Lab Exercise 5
Provided code: lab5.zip.
Define all of your functions for this week's lab in a file lab5.S
.
More Recursion
For more recursion practice, we'll write an assembly function to generate Fibonacci numbers using the very bad recursive algorithm:
def fibonacci(n):
if n <= 1:
return n
else:
return fibonacci(n-1) + fibonacci(n-2)
Some tests are included in the timing.c
program provided for the text part.
Timing Alternate Implementations
In these sections, we will make some comparisons between functions that calculate the same results in different ways. In each case, you'll write an implementation #1 and #2 where we expect #2 to be faster. A #3 C implementation of each has been provided in others.c
.
The timing will be subtle so it will probably be necessary to look at the results on real hardware: remote in to a CSIL workstation if necessary. There may also be differences between processors, so the expected results may differ from what you see.
The Setup
The provided timing.c
will import your functions and test them with the CODE_TEST
macro. (You can comment-out CODE_TEST(…)
lines while you're working and don't have all of the functions implemented.)

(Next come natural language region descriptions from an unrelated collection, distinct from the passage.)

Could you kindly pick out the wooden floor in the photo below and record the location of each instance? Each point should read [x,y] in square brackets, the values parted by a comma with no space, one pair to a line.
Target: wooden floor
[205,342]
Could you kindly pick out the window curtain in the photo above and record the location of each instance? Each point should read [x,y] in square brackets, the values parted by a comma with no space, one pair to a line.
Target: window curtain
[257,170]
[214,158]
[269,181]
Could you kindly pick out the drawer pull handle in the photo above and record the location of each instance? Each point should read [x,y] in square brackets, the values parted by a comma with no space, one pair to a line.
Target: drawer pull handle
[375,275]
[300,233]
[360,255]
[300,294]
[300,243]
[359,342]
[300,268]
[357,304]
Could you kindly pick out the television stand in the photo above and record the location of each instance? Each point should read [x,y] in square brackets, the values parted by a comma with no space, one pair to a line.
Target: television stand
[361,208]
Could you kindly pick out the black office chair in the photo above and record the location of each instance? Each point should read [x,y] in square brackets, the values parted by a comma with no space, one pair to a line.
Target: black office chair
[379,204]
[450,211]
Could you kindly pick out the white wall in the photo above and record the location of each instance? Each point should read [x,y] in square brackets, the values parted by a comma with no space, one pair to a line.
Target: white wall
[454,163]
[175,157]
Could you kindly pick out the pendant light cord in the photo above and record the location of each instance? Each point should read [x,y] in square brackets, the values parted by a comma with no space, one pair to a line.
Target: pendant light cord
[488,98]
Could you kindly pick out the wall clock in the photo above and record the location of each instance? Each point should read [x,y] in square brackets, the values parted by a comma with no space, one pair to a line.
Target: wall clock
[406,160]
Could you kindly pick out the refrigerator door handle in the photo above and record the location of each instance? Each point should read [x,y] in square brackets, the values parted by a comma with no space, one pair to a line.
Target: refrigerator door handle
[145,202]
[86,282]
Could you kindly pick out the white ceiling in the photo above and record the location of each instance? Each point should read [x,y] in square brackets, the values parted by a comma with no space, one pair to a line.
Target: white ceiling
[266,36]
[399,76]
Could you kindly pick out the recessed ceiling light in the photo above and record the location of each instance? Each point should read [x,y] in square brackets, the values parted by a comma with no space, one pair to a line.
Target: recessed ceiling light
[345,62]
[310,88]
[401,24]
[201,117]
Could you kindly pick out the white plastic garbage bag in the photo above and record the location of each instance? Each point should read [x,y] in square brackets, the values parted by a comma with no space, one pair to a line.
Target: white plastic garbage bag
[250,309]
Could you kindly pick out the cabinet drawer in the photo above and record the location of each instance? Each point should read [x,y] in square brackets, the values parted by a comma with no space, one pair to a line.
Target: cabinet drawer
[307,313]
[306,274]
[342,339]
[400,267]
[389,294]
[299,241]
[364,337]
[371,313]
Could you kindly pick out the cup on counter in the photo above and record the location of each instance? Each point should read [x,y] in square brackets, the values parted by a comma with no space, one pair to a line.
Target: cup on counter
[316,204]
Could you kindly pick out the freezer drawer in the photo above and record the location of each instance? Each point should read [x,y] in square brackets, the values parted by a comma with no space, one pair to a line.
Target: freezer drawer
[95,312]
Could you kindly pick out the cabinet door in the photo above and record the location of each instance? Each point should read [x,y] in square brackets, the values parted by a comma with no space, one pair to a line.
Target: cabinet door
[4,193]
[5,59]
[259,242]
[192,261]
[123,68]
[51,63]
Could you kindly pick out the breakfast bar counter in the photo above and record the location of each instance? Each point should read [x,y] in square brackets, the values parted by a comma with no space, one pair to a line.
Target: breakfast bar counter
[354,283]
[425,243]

The provided code does several "warmup" tests, in the hopes kicking CPUs out of a power-saving slow state. Then it takes the running time of the last "warmup" round and uses that as an estimate of the time needed to just run the test: call all of the functions and count the results. We don't want to count that time, so it's subtracted off subsequent running times so we can measure "our" work.
Also, the tests print the (sum of) the function's results. They should be the same for the comparable implementations.
You may want to adjust the REPS
constant, depending on the speed of your processor (and patience). Don't go too low: we want tests long enough to see meaningful differences. Also don't go too long (especially on a laptop): if your CPU gets too hot, it will thermal throttle and slow down.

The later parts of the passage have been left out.